Hallo liebe Ratgeber-Gemeinde,

ich hätte mal eine Frage zu einem Problem, welches mich schon seit längerem beschäftigt.

Zuerst ein paar Daten von mir:

Ich bin 44 Jahre alt, männlich, leider ziemlich unsportlich und etwas Übergewichtig. Ich leide an einer kleinen Angststörung, welche mal mehr, mal weniger störend ist. Mein Blutdruck wurde bei regelmäßiger Kontrolle (beim Hausarzt in Ruhe) meistens zwischen 135-150(Systolisch) und 85-95(diastolisch) gemessen. Es gab auch schon ein paar Ausreißer bis 170 aber die hatten dann meist auch einen nervösen Hintergrund. Laut Aussage meines Kardiologen und auch des Hausarztes sollte dies mit etwas mehr Bewegung zu ändern sein. Seit langer Zeit leide ich auch an Schlafstörungen (mal mehr/mal weniger) und bin dadurch am Tage oft Müde und abgespannt. Ich meinem Job werde ich Körperlich auch nicht sehr gefordert (meist nur sitze Tätigkeit).

Nun zu meinem eigentlichen Problem:

Seit längerem habe ich festgestellt, das ich häufig leichte Konzentationsschwierigkeiten und auch Sprachprobleme habe. Es mach sich bemerkbar durch gelegendliches Verwechseln von Wörtern und Buchstaben oder ein Wort fällt mir gar nicht ein. Es ist jetzt nicht dramatisch. Ich kann mich immer noch gut verständigen aber ich muß mich manchmal schon stärker auf die Sätze konzentrieren, welche ich sagen will. Wie gesagt, nicht immer aber schon des Öfteren. Gestern habe ich ein Wort einfach nicht heraus bekommen, obwohl ich genau wusste was ich sagen wollte. Das ging nur ca. 5 Sekunden hat aber zu einem richtigen Angstschub geführt.

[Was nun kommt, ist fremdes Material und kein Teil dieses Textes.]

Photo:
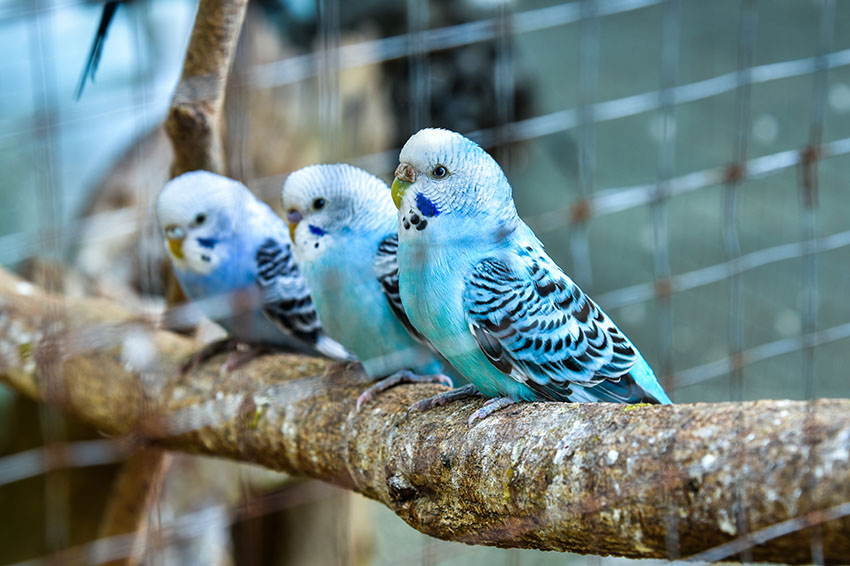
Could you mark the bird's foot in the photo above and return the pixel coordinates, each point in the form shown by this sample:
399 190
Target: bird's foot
208 351
442 398
399 377
490 407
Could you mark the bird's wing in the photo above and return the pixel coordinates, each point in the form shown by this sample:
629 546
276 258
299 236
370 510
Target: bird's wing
286 299
386 267
535 325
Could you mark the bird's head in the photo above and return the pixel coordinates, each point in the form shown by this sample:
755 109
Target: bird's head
325 204
197 213
444 175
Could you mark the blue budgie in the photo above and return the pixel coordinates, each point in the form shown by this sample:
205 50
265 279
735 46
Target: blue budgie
476 282
343 226
231 255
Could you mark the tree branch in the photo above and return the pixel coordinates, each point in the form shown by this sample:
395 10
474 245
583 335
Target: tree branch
194 121
636 481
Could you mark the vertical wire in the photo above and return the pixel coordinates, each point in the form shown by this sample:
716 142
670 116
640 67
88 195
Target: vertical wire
588 87
731 237
149 278
810 196
661 252
419 72
809 187
48 191
666 170
328 80
504 84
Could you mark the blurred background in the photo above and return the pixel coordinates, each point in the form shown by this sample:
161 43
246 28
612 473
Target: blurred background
682 160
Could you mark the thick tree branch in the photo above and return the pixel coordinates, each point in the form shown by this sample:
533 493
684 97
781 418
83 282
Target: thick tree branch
637 481
194 121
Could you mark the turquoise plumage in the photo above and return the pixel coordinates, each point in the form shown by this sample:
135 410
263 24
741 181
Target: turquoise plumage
477 283
343 226
230 253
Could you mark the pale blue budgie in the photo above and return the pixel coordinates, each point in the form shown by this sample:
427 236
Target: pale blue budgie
476 282
231 255
343 226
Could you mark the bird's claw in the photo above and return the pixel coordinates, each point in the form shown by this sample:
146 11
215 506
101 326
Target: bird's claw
398 378
446 397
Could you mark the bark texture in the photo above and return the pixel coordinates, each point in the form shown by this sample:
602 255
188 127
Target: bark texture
636 481
194 121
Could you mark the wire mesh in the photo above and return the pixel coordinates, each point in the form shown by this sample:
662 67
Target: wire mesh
814 323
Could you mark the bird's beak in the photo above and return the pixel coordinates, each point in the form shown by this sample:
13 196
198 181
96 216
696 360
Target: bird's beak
293 217
404 177
175 235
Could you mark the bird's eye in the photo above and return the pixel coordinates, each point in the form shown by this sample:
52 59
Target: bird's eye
439 172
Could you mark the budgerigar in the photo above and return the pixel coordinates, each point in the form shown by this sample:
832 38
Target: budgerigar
476 282
343 226
231 255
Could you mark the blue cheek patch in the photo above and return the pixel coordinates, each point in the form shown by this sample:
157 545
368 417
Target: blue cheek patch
425 206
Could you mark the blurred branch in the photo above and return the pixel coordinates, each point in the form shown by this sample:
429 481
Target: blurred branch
634 481
194 121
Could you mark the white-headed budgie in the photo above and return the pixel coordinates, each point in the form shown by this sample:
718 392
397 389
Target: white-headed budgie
476 282
343 226
231 255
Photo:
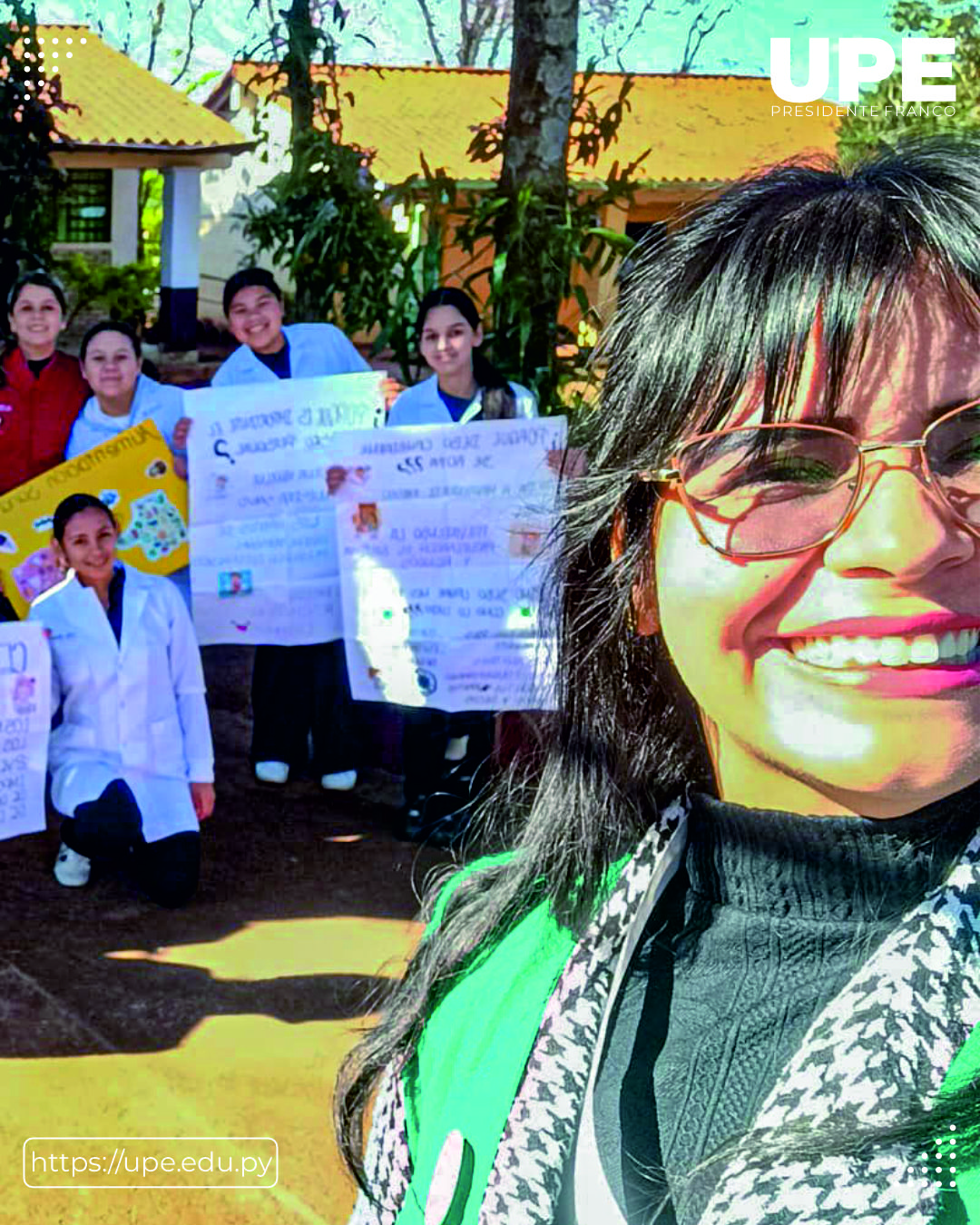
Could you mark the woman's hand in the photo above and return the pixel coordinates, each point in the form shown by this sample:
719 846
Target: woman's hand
181 430
202 797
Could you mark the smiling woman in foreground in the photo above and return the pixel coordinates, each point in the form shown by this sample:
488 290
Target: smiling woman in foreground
729 972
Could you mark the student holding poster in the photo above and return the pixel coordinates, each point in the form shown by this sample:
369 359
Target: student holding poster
729 972
122 396
41 388
297 691
463 387
132 761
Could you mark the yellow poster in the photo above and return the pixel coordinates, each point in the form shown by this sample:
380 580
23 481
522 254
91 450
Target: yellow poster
133 475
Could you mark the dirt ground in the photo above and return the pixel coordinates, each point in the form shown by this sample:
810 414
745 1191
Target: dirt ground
227 1018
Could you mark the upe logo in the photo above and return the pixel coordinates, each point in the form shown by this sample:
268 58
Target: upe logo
851 74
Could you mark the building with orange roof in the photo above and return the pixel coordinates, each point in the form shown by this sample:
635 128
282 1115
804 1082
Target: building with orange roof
122 120
689 135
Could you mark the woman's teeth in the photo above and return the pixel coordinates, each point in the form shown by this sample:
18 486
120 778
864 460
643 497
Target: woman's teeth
956 647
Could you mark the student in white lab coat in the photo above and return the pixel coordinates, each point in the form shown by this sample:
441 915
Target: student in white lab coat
112 364
463 387
297 691
132 761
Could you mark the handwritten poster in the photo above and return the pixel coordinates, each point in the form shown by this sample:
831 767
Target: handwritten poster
263 557
443 534
133 475
24 723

Mein Gegenüber hat dies nicht mitbekommen, da ich den Satz dann schnell anders formuliert habe. Später hab ich das besagte Wort bewusst häufiger verwendet. Das ging problemlos.

Nun zu meiner Frage:

Können diese Sympthome durch die oben geschilderten Übermüdungs-Probleme auftreten? Kennt evtl. jemand dieses Phänomen. Vielleicht sogar aus eigener Erfahrung? Ich vermute, es liegt an meiner Übermüdung, hätte aber gern mal ein paar Meinungen. Wenn man die Suchfunktion im Netz bemüht, dann kommt (ausser schlimmster Diagnosen) nix Brauchbares bei raus. Nicht gut für mein ängstliches Gemüt.

Wäre nett, wenn jemand einen Tip hätte. Evtl. gibt es ja auch Leidensgenossen.

Vielen Dank schon mal im Voraus.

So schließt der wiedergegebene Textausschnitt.